Not many funerals are as entertaining or interesting as the one I attended yesterday. Bob, a friend of mine, died last Friday, and was to be given an 11:AM funeral Mass, to be followed by burial at a nearby cemetery, with lunch served to the mourners back in the church basement afterward. The service went as planned, Bob got his ride in the hearse, and the pall bearers carried him from the hearse down a slight incline to the grave site and placed the casket on the rollers of the casket lowering mechanism. The funeral director told them to let go of the casket, and they did. There was a loud bang, the casket took a nosedive and came to an abrupt halt when it hit the far wall of the grave, and out popped Bob.
More remarkable than the event itself was the paralysis that ensued. The funeral directors were stunned. The guys who brought the lowering mechanism were stunned. The priest held the mourners back and there was some praying going on from a distance, but the family members, once they had correctly realized that all the officials were shocked into inaction, decided to take on the task of getting Bob out of there themselves. Which was, of course, the wrong thing for them to try, because in order to get Bob out, he had first to get all the way in. There was no way that Bob and the broken casket were going to be salvaged simultaneously; it would require a three part removal process, consisting of 1) letting Bob drop down to the bottom of the grave, 2) removing the broken box, 3) getting Bob back out, returning him to the funeral parlor, cleaning him up a bit and putting him in a new casket.
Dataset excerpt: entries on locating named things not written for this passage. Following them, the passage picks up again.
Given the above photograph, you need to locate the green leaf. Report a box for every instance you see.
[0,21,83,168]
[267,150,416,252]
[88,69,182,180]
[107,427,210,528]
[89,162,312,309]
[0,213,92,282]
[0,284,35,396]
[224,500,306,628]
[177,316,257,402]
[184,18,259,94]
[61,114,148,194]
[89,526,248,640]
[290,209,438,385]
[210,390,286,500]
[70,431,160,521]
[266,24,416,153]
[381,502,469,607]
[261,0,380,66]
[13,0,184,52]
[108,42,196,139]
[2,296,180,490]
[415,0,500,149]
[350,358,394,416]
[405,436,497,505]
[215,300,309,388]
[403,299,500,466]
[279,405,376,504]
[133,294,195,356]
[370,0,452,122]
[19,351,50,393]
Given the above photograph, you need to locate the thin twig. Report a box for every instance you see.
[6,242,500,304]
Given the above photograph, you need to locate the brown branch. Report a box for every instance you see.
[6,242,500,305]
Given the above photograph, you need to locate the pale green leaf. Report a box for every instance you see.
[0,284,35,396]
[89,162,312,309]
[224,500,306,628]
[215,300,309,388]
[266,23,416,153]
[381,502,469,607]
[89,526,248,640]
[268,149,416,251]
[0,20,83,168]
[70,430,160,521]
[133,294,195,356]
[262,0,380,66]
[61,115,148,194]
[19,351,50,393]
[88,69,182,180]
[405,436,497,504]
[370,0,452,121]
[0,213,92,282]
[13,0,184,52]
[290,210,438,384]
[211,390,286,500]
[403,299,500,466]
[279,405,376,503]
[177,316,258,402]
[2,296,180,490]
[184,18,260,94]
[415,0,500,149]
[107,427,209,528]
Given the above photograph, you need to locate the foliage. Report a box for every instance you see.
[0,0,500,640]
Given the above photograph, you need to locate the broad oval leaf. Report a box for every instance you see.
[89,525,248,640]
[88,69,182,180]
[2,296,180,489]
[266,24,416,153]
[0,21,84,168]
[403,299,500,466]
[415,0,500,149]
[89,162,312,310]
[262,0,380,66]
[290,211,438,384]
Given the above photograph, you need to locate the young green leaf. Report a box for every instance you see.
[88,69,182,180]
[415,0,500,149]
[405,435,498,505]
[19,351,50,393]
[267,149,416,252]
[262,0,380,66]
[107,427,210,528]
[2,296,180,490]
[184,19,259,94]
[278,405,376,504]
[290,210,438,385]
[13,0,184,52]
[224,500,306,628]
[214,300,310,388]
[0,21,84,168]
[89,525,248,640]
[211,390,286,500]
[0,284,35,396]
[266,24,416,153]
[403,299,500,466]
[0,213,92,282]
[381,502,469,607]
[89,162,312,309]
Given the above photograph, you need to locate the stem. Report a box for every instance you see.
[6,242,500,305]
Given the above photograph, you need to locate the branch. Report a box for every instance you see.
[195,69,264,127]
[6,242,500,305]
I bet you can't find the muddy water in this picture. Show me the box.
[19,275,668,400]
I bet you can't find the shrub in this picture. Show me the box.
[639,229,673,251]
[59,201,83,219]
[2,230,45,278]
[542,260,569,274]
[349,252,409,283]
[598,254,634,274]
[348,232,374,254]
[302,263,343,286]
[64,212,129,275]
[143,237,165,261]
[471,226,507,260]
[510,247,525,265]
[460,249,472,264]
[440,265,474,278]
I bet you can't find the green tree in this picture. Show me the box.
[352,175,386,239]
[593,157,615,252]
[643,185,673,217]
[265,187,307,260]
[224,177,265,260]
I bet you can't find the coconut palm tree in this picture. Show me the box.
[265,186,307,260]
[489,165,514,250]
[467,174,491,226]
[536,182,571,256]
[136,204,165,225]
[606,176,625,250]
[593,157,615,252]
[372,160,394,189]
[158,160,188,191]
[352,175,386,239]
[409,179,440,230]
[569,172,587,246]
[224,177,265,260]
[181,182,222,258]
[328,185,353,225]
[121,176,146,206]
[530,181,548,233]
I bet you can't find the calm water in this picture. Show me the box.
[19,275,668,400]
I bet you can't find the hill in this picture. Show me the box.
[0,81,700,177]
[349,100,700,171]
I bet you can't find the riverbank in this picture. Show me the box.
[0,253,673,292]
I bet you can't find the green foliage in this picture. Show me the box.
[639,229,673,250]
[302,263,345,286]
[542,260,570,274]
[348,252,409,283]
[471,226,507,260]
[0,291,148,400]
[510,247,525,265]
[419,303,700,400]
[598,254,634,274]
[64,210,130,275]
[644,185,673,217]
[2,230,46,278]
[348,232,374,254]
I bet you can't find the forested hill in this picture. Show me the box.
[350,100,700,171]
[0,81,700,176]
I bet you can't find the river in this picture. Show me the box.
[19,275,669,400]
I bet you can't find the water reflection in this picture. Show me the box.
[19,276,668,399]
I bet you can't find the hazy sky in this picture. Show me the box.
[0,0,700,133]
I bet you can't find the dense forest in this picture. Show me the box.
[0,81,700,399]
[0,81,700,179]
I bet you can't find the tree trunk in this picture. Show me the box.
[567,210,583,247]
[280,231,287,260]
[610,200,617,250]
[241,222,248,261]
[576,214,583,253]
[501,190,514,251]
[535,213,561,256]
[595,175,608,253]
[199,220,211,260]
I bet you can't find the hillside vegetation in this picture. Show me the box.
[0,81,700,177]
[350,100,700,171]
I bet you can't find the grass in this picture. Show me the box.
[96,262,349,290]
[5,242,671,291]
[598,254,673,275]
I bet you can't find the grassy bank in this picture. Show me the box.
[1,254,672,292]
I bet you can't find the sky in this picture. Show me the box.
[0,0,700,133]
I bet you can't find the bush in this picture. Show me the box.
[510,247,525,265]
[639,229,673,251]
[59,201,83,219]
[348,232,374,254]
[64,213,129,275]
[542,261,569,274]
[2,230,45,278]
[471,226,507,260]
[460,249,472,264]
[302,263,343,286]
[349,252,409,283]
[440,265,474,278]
American funeral parlors are such a sanctimonious industry. Their reputations and earnings are made by the illusion of smoothing death into the grave, like spreading warm butter over bread, and by monopolizing the grip on the handle of the butter knife. Bob's unauthorized actions were a direct confrontation to all they know and hold holy, and they were no doubt thinking that nothing like this had ever happened before and how big a law suit was going to result?
Fortunately a saner head made suggestions that even flustered people could follow. Everyone drove back to the church to eat the post-funeral lunch that no one any longer had the stomach for, and the fire department was called to the grave site to extricate Bob's remains and those of his casket.
The funeral resumed at 2:00 in the afternoon. SInce the priest had another appointment and could not be there, and since I was standing in the wrong place at the wrong moment, the job fell to me to "speak a few words" over the grave. I allowed that anyone who knew Bob appreciated that he was just negotiating for a better deal on the funeral, and that now he had achieved it, we could get on with the business of burying him. I think there was considerable relief in the laughter, because it was true of the man and because we badly needed to laugh.